Notes to Condensed Consolidated Financial Statements, continued

 

(24) Stock Options

 

During the three months ended December 31, 2004, the Company granted incentive stock options covering 122,500 shares of common stock. During three months ended December 31, 2004, incentive stock options covering 3,700 shares of common stock were exercised and 1,670 shares were forfeited. During the three months ended December 31, 2004, 40,000 shares of common stock were exercised under existing nonqualified stock options. As of December 31, 2004, the Company had outstanding total options covering 1,359,136 shares of common stock and the Company has 242,150 shares available for issuance under its existing option plans.

 

Incentive Stock Options (Granted during the three months ended December 31, 2004)

 

Options

Granted


  Grant Date

 

Exercise Price

Per Share


  Expiration
Date


  Exercisable

 
52,500   11/18/04   $ 7.45   11/18/08   (a )
50,000   11/18/04   $ 8.568   11/18/08   (b )
20,000   12/01/04   $ 7.35   12/01/08   (a )

                   
122,500                    

                   

(a) Exercisable at 33% after year one, 33% after year two and 34% after year three.
(b) Exercisable at 33% on January 2 2006, 33% on November 18, 2006 and 34% on November 18, 2007.

 

The Company did not recognize any compensation expense in connection with the grant of incentive stock options covering 122,500 shares during the three months ended December 31, 2004, because the exercise price on the date of grant for each option was equal to or greater than the fair market value of the common stock on the date of grant.

 

(25) Commitments and Contingent Liabilities

 

The Company has entered into employment agreements with two officers, effective October 1, 2004 and December 1, 2004 respectively that each have an indefinite term.
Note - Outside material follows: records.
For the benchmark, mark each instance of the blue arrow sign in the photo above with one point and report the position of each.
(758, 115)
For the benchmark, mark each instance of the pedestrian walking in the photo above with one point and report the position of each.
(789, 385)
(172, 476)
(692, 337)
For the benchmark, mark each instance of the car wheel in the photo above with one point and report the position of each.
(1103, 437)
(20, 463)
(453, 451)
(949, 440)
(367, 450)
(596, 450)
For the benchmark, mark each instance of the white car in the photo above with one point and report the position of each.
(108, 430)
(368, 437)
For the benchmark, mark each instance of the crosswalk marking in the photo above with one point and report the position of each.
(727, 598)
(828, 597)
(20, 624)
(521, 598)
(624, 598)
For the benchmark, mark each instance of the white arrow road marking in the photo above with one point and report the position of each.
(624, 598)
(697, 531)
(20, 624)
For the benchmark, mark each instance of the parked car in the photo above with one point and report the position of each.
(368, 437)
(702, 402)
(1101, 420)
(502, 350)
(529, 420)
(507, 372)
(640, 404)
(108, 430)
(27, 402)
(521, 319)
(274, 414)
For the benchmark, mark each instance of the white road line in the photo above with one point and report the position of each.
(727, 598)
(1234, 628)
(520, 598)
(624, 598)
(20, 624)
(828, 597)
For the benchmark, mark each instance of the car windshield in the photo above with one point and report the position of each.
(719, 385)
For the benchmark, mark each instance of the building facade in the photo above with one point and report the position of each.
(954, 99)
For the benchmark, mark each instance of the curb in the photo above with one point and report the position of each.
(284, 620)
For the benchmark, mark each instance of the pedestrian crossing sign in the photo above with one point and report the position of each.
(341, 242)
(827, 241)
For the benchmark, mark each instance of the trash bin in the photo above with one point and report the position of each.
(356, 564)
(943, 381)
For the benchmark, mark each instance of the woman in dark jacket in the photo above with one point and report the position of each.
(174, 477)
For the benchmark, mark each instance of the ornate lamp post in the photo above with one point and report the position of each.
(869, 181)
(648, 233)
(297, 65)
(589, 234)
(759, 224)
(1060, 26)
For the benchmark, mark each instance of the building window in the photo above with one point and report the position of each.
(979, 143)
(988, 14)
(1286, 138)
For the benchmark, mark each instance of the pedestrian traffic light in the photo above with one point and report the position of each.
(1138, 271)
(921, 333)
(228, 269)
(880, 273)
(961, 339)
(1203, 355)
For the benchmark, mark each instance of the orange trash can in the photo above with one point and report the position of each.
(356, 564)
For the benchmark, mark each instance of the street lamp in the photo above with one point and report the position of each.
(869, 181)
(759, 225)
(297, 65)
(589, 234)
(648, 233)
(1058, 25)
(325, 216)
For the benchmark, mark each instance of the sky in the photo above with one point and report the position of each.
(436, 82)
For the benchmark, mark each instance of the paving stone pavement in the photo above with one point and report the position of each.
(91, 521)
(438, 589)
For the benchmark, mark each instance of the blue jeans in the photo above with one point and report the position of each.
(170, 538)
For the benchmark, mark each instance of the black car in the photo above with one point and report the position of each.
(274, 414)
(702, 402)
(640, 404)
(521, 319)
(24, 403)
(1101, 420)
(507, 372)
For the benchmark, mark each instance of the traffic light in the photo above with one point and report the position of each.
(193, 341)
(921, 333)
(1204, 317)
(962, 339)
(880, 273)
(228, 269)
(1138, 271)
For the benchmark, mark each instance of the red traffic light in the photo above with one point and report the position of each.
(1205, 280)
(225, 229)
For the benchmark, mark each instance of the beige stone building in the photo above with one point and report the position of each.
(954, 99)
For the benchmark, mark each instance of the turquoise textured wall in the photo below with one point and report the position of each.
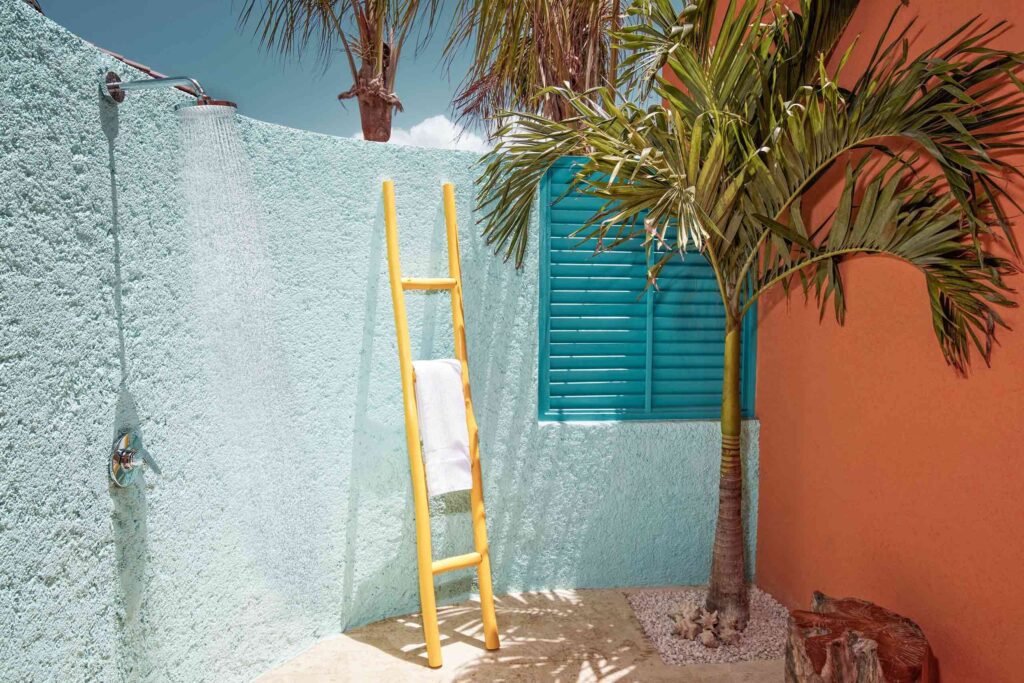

Under the terms of the agreements each officer will receive specified annual compensation and have the right to receive bonuses as determined by the Board of Directors. In the event of termination of either agreement by the Company other than for cause, or if the officer concerned resigns as a result of a breach by the Company, each agreement provides for payments equal to 100% of total compensation for 120 days following date of termination.

 

The employment of the Company’s former Chief Operating Officer, who resigned from that office in November 2004, will terminate effective as of March 15, 2005, following which he will continue to receive an amount equal to his salary for a period of six months under an existing contractual arrangement.

 

(26) Segment Analysis

 

International Assets Holding Corporation and its subsidiaries form a financial services group focused on select international securities and commodities markets. The Company’s activities are currently divided into four functional areas — international equities market making, international debt capital markets, foreign exchange/commodities trading and asset management. During May 2004, the Company expanded into the asset management business through its investment in INTL Consilium. The Company’s asset management activities will not be separately reported until certain asset and revenue levels are achieved.

 

International Equities Market making:

 

Through INTL Trading, the Company acts as a wholesale market maker in select foreign securities including unlisted American Depositary Receipts (ADRs) and foreign ordinary shares. INTL Trading provides execution and liquidity to national broker-dealers, regional broker-dealers and institutional investors.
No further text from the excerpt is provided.